With landlords seeking to maximise the return on their investment and business tenants keen to keep their property costs under control, there is a natural tension between both parties. In most cases a good relationship is established, but things can go awry and there can be plenty of room for a difference of opinion on each party’s rights and obligations.
‘There are problems which we see crop up time and time again between business tenants and their landlords’ says David Hacker, a commercial property solicitor with Thackray Williams, who provides a whistle-stop tour of the most common problem areas where disputes can arise and how a solicitor can help.
Late payment of rent
If a tenant is a limited company and owes rent of £750 or more, then serving a statutory demand for the overdue rent may be the quickest and cheapest solution to put the pressure on the tenant to pay up. Your solicitor can help you draft this. A limited company cannot apply to set a statutory demand aside. If payment is not made within 21 days after service, you could proceed to issue a winding up petition.
Most commercial leases also contain a forfeiture clause allowing a commercial landlord to re-enter commercial premises (subject to certain restrictions) and take physical possession of the premises thus bringing the tenancy to and end. This is the most draconian form of a landlord enforcing its rights but even the threat of it can be effective.
Damage to property
Where a tenant has damaged the property, landlords will need to check the lease to establish what their options are. If the damage is serious, the lease may allow the landlord to terminate the tenancy. If the damage is less serious, then a landlord may have to serve a notice on the tenant requiring them, under any repairing covenant in the lease, to do the necessary repairs.
Causing a nuisance
Some business tenants cause a nuisance in other ways, such as generating complaints about excessive noise, car parking, cooking smells or the creation of fire hazards. Again, the terms of the lease will need checking with advice from your solicitor to establish the options. Where these things mean that you cannot simply bring the lease to an end, then your solicitor can write to your tenant setting out the issue that is causing a nuisance and seeking a written undertaking for it to stop. If this letter does not do the trick, then your solicitor can advise you on court action to compel the tenant to comply.

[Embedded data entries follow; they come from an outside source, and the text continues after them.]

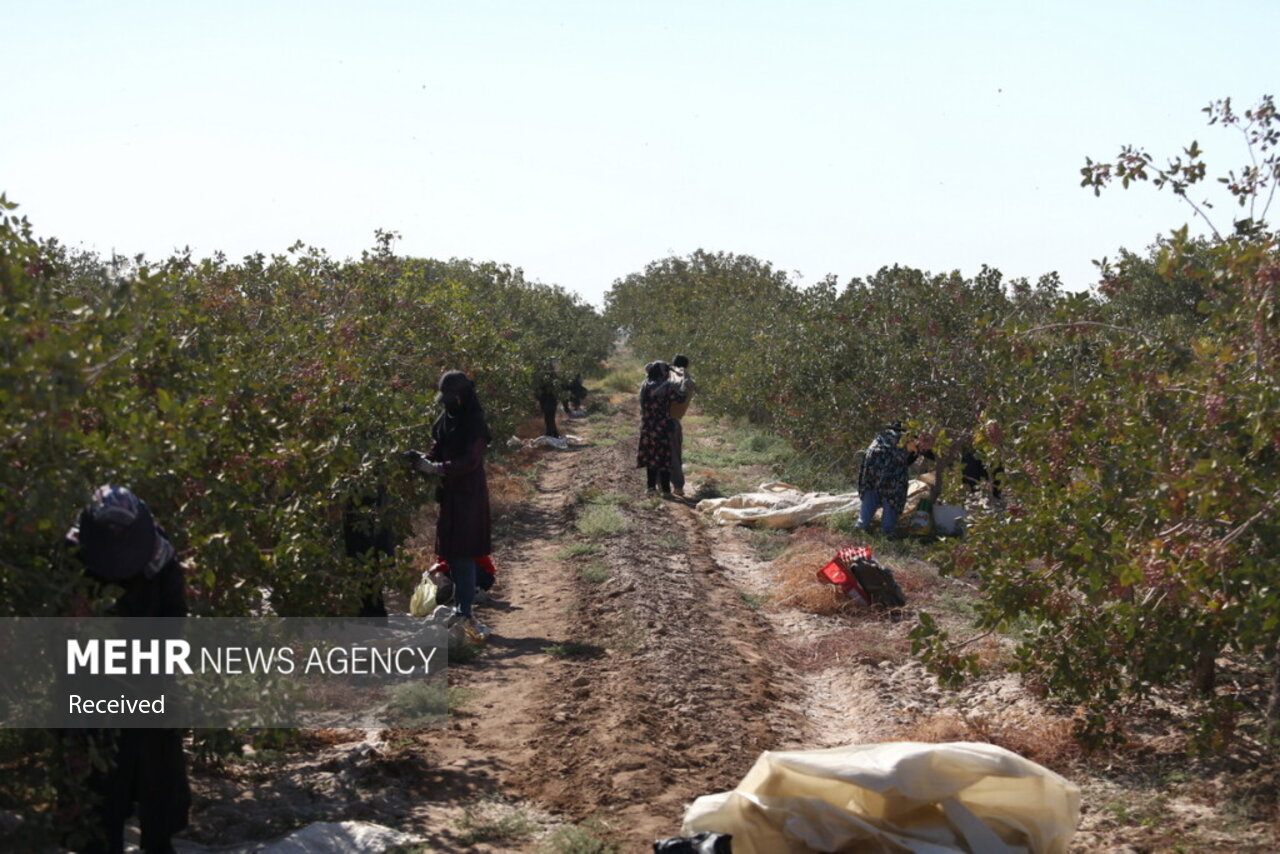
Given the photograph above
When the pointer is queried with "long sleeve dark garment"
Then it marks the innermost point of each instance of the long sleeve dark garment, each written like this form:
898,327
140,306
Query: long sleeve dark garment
464,528
150,767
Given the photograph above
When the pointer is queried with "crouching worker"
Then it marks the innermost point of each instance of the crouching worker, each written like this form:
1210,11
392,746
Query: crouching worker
120,544
462,531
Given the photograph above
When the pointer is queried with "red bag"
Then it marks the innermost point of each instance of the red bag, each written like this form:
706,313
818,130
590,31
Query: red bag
840,575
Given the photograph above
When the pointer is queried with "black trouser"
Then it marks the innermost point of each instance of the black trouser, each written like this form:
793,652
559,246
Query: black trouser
657,476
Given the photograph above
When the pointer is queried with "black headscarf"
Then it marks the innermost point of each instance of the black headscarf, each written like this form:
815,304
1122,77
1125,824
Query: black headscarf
462,419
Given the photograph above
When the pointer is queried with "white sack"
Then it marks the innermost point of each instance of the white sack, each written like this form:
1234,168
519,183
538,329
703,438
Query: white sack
560,443
895,797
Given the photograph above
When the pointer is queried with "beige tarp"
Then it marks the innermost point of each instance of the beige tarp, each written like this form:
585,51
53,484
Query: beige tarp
895,797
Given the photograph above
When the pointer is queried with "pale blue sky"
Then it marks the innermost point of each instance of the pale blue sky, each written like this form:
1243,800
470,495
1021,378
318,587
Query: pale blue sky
583,140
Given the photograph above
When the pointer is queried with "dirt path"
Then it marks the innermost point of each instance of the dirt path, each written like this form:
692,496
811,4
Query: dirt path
636,666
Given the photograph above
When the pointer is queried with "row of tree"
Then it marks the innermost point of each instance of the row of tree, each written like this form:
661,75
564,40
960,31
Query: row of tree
1138,428
250,403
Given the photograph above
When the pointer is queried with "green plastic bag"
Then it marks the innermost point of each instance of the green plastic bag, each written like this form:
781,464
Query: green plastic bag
423,602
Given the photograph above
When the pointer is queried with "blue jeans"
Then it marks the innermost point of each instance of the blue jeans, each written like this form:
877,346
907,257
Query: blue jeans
871,501
462,570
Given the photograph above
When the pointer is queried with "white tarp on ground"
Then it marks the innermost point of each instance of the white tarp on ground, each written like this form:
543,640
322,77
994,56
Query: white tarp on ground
780,505
896,797
560,443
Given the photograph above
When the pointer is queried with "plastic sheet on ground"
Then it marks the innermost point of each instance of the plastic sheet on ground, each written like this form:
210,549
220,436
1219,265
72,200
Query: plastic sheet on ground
560,443
895,797
777,505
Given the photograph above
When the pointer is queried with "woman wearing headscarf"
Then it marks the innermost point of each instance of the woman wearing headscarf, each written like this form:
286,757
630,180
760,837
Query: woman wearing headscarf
656,398
462,531
882,475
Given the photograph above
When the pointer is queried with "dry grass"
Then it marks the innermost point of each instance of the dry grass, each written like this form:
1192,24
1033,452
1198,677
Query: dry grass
863,643
1041,738
508,484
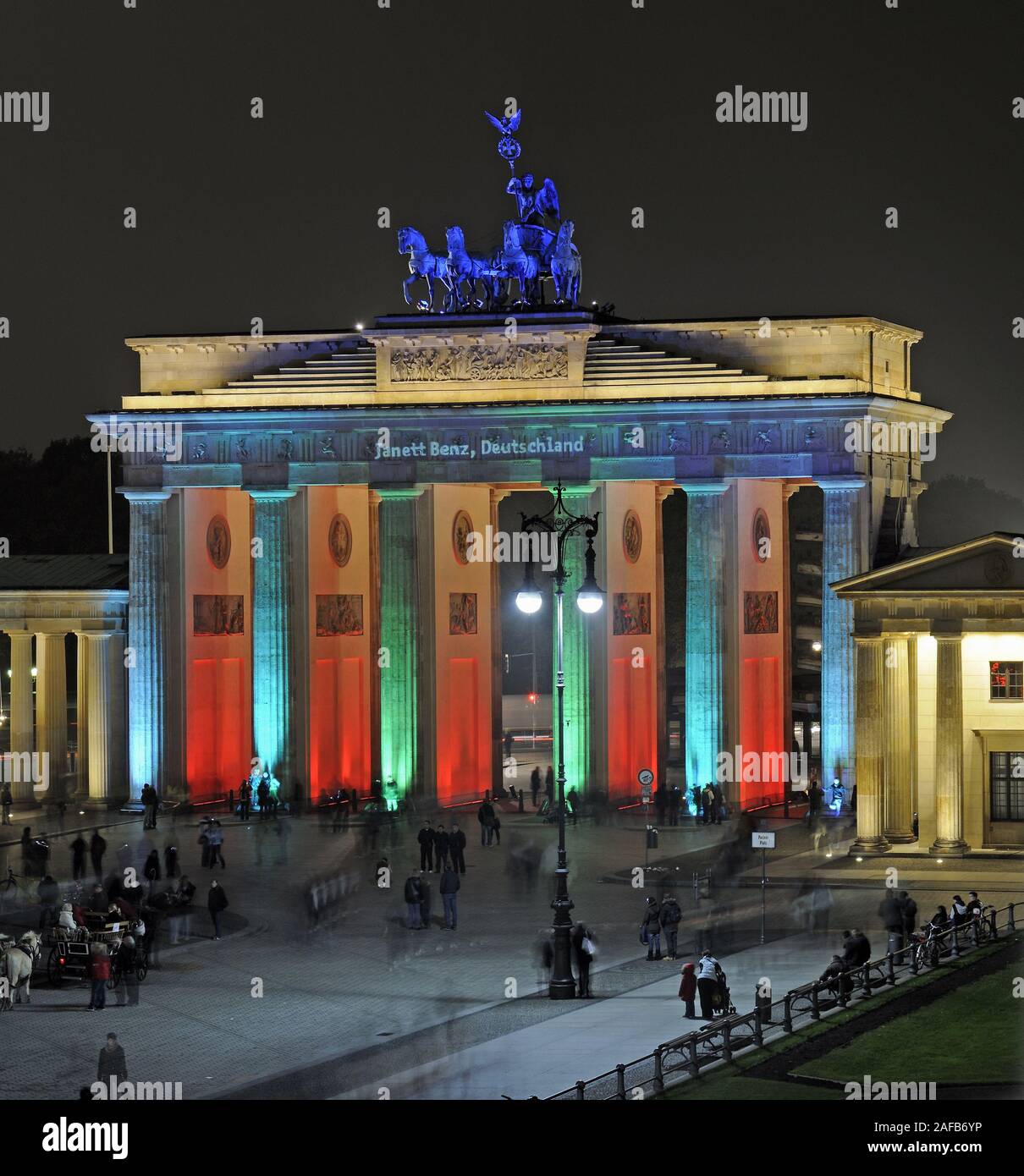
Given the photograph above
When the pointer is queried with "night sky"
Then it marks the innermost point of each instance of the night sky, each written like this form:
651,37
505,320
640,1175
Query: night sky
277,217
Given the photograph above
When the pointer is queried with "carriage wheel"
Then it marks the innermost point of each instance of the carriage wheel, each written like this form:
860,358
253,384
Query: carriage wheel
54,973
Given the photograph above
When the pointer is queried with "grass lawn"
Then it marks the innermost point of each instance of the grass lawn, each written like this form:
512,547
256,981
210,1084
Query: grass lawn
973,1034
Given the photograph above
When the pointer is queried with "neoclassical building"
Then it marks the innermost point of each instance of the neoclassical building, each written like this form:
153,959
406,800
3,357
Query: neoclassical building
300,588
939,713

In addition to rent, tenants will often have to pay charges to a landlord or his agent relating to services that are provided to the office block as a whole for cleaning, insurance, repairs or maintenance. Although most business leases will contain a covenant from the tenant to pay these service charges, the amount of these charges and increases are a frequent source of dispute.
Service charges are not intended to fund improvements to the landlord's property. Where a tenant believes this to be the case, then it could withhold some or all of the payments, although they risk having the lease being forfeited.

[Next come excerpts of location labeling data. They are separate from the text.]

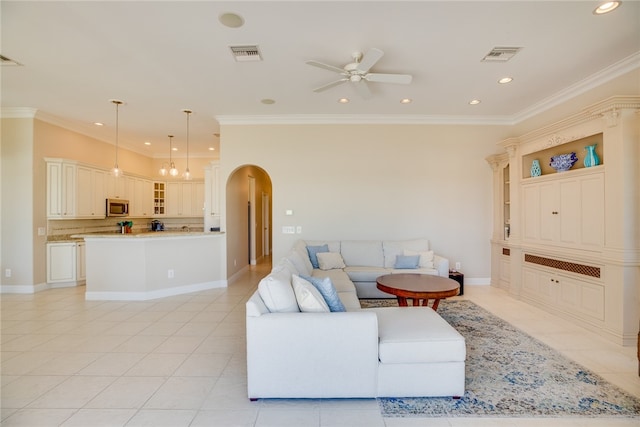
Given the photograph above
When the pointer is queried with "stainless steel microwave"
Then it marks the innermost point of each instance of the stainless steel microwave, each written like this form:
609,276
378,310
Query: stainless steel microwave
117,207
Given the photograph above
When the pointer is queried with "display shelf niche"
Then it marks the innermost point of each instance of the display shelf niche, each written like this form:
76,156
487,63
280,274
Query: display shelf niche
577,146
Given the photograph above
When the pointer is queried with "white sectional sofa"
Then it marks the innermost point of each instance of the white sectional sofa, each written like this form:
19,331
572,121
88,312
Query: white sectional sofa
366,260
298,348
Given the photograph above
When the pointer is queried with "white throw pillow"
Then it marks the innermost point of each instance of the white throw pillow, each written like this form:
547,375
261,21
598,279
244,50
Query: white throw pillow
309,298
276,292
330,260
426,258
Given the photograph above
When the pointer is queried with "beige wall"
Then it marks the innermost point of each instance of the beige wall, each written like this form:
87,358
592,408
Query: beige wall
375,182
17,219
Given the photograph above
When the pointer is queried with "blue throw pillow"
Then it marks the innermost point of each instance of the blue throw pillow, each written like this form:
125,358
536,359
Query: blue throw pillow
407,261
313,250
328,291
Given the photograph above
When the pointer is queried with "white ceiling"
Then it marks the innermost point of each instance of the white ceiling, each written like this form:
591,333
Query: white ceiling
160,57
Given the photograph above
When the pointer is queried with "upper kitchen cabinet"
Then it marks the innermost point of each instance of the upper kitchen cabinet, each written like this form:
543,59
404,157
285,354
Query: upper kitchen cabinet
184,199
61,189
90,192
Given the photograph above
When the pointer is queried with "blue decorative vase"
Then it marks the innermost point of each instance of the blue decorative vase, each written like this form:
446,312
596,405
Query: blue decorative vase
591,159
535,168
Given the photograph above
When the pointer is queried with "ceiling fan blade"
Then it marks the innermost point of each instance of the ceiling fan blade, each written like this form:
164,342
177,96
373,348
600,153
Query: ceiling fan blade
363,89
326,66
330,85
389,78
369,59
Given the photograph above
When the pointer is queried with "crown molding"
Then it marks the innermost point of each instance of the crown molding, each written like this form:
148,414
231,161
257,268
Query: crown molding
613,71
332,119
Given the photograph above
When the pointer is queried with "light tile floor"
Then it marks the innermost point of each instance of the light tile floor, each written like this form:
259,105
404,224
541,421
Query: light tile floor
180,361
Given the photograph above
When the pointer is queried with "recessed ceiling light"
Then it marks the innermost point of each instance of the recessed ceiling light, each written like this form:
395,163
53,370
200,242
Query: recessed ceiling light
606,7
231,20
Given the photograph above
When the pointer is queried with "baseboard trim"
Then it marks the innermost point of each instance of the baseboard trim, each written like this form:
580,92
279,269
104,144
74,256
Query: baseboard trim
24,289
477,281
160,293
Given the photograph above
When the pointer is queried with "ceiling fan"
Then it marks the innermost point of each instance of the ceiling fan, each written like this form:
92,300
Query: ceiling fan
358,73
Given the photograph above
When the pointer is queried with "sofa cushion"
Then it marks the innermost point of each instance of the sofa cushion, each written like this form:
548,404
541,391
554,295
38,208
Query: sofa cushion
330,260
350,301
313,251
277,293
426,257
417,335
302,264
393,248
407,261
362,252
366,274
328,291
308,297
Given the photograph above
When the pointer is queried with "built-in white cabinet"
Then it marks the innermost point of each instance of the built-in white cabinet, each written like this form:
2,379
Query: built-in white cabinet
66,265
61,189
140,193
61,262
573,247
90,192
81,262
184,199
565,210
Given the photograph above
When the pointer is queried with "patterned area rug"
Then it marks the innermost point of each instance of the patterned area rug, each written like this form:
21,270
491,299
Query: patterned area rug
510,374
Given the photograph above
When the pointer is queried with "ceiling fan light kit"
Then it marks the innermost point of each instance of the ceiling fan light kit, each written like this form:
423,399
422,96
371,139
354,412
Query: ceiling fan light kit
358,72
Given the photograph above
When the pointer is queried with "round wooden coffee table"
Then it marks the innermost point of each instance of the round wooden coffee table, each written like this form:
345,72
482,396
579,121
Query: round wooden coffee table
420,288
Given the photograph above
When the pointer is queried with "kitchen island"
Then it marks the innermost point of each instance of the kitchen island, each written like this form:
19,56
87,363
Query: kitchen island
149,265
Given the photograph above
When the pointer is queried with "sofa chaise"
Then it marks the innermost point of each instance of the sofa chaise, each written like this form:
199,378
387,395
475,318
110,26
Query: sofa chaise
297,347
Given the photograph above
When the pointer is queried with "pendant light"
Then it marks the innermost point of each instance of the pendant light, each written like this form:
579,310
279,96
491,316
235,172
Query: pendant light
172,166
116,172
187,174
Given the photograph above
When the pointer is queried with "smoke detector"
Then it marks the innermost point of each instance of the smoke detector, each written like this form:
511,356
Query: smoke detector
246,53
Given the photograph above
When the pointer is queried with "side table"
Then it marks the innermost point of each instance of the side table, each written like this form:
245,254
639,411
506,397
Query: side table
458,277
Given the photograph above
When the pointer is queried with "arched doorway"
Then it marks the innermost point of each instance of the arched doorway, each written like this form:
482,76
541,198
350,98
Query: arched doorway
248,218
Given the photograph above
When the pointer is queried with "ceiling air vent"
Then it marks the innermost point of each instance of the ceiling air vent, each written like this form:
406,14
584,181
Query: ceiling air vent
246,53
4,61
501,54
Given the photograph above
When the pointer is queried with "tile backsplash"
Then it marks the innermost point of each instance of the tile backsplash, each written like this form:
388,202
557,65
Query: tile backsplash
62,229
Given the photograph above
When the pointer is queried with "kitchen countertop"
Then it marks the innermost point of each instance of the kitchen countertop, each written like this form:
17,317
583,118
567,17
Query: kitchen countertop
146,234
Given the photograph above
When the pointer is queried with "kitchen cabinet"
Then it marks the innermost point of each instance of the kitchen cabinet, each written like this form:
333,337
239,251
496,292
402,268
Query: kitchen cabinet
81,262
61,263
61,189
140,193
567,211
184,199
90,192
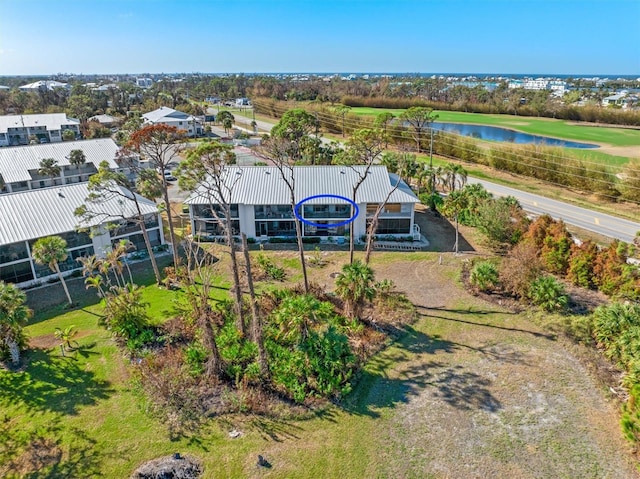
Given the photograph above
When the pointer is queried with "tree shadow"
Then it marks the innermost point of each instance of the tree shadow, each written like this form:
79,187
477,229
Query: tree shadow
422,312
456,386
52,383
38,453
440,233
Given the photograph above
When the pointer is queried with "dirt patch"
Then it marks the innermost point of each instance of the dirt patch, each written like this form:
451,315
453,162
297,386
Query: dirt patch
495,397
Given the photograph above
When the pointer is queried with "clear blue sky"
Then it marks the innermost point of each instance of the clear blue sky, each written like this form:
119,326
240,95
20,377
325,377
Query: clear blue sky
252,36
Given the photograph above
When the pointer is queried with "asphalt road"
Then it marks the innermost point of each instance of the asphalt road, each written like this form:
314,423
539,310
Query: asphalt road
584,218
589,220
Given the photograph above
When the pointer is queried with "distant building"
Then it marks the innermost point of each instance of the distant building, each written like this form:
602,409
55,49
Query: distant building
19,166
18,129
105,120
144,82
44,85
261,208
169,116
35,214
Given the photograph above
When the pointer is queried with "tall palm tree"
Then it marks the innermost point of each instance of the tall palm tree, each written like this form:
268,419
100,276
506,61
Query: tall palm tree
51,251
354,285
13,315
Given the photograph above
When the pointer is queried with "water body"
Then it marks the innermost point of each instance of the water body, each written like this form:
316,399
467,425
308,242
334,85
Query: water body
494,133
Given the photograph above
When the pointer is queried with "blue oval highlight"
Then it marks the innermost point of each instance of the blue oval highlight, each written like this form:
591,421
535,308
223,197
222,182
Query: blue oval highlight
296,211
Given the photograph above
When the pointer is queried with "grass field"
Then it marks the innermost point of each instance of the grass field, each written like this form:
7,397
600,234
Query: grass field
535,126
470,391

Although some landlords do maintenance work themselves, usually this is contracted out to managing agents. Tenants sometimes complain that for the service charges they pay, the office block is still not maintained to an adequate level or that the managing agents are slow to respond to requests from tenants.
With the threats posed by fire, flooding and potential attacks by terrorists, the cost of insuring business premises continues to rise. Usually a lease will require a landlord to insure the premises and to recoup those premiums from a tenant under a service charge.

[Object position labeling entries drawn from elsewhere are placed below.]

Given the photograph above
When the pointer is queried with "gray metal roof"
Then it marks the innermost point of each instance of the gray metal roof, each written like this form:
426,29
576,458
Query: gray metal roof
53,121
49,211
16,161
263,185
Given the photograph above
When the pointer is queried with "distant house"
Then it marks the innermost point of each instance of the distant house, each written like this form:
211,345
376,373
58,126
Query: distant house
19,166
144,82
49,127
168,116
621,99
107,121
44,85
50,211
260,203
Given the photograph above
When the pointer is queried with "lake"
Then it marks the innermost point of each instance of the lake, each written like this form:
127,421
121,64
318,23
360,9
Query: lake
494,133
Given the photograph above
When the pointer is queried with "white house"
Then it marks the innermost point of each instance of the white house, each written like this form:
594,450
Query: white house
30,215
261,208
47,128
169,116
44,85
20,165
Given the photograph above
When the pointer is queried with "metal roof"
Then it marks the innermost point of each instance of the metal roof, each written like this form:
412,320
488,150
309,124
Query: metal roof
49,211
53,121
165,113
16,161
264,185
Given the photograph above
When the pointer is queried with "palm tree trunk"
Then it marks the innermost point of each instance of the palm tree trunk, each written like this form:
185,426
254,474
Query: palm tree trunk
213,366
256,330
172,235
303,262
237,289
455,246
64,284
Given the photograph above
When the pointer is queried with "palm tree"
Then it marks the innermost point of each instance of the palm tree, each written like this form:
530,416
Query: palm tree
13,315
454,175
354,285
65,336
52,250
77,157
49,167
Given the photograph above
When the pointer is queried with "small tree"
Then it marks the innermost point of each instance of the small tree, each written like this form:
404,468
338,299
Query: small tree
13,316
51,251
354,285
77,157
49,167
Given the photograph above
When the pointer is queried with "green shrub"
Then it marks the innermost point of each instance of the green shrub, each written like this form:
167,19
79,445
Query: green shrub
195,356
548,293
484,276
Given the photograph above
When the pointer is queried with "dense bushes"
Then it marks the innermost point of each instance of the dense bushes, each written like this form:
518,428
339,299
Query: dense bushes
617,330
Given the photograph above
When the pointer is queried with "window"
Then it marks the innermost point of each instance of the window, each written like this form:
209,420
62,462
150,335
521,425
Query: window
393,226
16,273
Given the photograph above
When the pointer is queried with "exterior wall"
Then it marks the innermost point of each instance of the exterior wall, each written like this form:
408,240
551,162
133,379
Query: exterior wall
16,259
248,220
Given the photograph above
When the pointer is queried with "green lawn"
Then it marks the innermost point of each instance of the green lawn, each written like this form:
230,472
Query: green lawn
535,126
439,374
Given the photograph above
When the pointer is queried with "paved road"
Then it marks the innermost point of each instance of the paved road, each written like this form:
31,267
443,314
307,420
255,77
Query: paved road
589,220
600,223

Business landlords are not obliged to shop around and secure the cheapest cover and a tenant may challenge the insurance where they believe that the landlord has over-insured the premises. This will need an expert and impartial comparison of both the lease and the insurance policy terms.
Notices to tenants
When a landlord wishes to service a notice on a tenant, disputes can arise over whether the correct procedure has been followed.
Nearly all business leases will say something about the service of notices, but the exact wording will vary, and the age of the lease will be reflected in the methods of service which are acceptable – in person, Royal Mail, fax or email.
The service of notice will not be valid unless the intended recipient actually receives the notice.
Of course, some tenants may choose to deal with a notice by simply ignoring it, but they do so at their own peril.